Subject: Re: yet another SA assertion failure with 3.0
To: None <email@example.com>
From: Christos Zoulas <firstname.lastname@example.org>
Date: 11/11/2005 17:16:21
In article <20051111170354.GB6244@spathi.chuq.com>,
Chuck Silvers <email@example.com> wrote:
>On Fri, Nov 11, 2005 at 11:23:48AM +0900, YAMAMOTO Takashi wrote:
>> > the SA code will put LWPs into LSSUSPENDED state also,
>> > and I can't tell if those making those LWPs runnable
>> > unexpectedly would cause other problems.
>> lwps holding VP, which kpsignal2() examines,
>> can't get LSSUSPENDED without _lwp_* syscalls, afaik.
>I meant in general, not just in kpsignal2().
>> > a simpler way to avoid this problem would be to disallow
>> > _lwp_suspend() and _lwp_continue() for SA processes.
>> > there doesn't seem to be any value in allowing an application
>> > to fight with the SA subsystem for control of LWPs.
>> are there any users of these syscalls at all? :-)
>not in our tree.

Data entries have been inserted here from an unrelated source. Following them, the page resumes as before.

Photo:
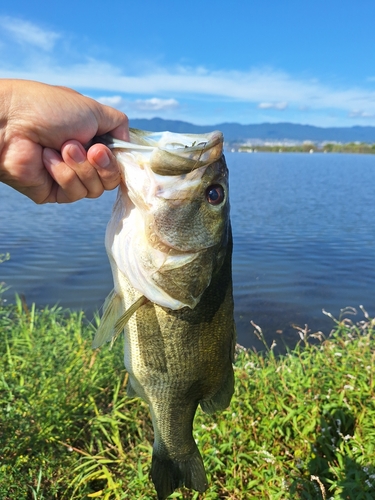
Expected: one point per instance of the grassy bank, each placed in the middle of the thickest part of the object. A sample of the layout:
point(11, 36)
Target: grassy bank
point(300, 426)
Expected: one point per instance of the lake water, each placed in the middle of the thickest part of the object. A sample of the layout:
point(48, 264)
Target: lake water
point(304, 240)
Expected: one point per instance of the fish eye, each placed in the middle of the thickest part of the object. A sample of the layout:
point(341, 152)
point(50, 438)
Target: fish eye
point(215, 194)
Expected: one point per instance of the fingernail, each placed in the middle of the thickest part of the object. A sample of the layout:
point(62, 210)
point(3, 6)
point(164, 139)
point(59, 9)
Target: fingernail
point(102, 159)
point(76, 154)
point(51, 156)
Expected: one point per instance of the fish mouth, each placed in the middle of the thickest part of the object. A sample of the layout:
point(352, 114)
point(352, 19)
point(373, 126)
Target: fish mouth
point(170, 153)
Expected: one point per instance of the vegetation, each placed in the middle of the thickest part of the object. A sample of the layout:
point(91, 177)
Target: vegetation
point(310, 147)
point(300, 425)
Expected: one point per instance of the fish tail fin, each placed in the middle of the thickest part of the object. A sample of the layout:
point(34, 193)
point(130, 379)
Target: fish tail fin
point(168, 474)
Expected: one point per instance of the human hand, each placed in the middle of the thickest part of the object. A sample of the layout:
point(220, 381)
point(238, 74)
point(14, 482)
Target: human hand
point(43, 130)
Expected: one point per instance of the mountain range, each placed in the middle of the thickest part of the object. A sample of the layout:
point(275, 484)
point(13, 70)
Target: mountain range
point(235, 132)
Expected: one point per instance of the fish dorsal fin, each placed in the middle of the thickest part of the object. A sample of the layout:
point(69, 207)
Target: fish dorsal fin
point(113, 320)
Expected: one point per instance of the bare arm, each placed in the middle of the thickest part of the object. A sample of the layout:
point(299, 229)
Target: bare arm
point(43, 129)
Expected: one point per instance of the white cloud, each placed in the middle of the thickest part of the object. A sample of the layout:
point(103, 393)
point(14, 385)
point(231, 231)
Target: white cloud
point(267, 87)
point(115, 101)
point(24, 32)
point(199, 88)
point(360, 114)
point(273, 105)
point(142, 105)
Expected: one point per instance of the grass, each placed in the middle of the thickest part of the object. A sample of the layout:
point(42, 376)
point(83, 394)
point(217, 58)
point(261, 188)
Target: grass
point(300, 425)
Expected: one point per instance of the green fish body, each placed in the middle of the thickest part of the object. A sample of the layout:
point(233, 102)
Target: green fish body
point(169, 243)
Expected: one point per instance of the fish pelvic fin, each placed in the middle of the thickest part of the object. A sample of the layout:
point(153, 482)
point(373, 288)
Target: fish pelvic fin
point(113, 320)
point(168, 474)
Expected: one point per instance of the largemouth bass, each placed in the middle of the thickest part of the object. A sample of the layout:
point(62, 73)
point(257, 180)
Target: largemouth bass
point(169, 244)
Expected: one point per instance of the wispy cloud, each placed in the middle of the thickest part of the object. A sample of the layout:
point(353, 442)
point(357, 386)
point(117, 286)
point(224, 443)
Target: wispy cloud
point(272, 89)
point(156, 104)
point(142, 105)
point(24, 32)
point(266, 91)
point(273, 105)
point(361, 114)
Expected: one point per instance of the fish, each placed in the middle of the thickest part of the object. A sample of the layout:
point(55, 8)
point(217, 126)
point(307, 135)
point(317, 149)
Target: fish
point(169, 243)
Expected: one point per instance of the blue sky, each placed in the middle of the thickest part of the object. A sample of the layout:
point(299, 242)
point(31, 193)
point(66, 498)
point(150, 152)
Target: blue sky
point(206, 62)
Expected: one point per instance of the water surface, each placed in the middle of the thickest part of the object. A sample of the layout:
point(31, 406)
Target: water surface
point(304, 240)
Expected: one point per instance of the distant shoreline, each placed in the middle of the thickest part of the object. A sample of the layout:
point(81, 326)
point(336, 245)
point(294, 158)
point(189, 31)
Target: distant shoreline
point(306, 147)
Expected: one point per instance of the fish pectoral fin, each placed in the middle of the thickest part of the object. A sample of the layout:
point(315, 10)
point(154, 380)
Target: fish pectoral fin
point(221, 399)
point(130, 392)
point(121, 322)
point(112, 309)
point(113, 320)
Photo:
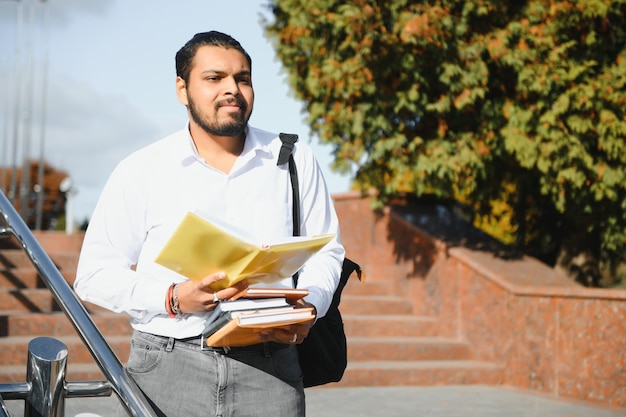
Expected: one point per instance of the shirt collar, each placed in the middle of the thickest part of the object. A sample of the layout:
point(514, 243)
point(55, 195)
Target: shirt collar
point(254, 145)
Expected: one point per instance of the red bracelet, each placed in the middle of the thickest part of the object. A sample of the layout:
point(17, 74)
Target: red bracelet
point(168, 301)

I don't see why we ever would have any either.
>(other than regression tests to make sure they work.)
>> i guess that these syscalls and SA shouldn't share
>> the same "suspended" state.
>I'd rather just allow the SA code to assume that no one else is
>messing with LWP scheduling state by disallowing these operations
>that don't make any sense in an SA context anyway. that way we
>don't need to think about possible interactions when working on
>the SA code in the future either.
This might be the case today, but we are going to be needing some
_lwp syscalls to control threads when PTHREAD_CONCURRENCY > 1. For
example how do you kill a thread that is running on a different
cpu without _lwp_kill()? I don't claim to understand how the virtual
processor handling is supposed to work, and it would be nice if someone
who did posted an explanation and a design document on how is all
this supposed to work with PTHREAD_CONCURRENCY > 1.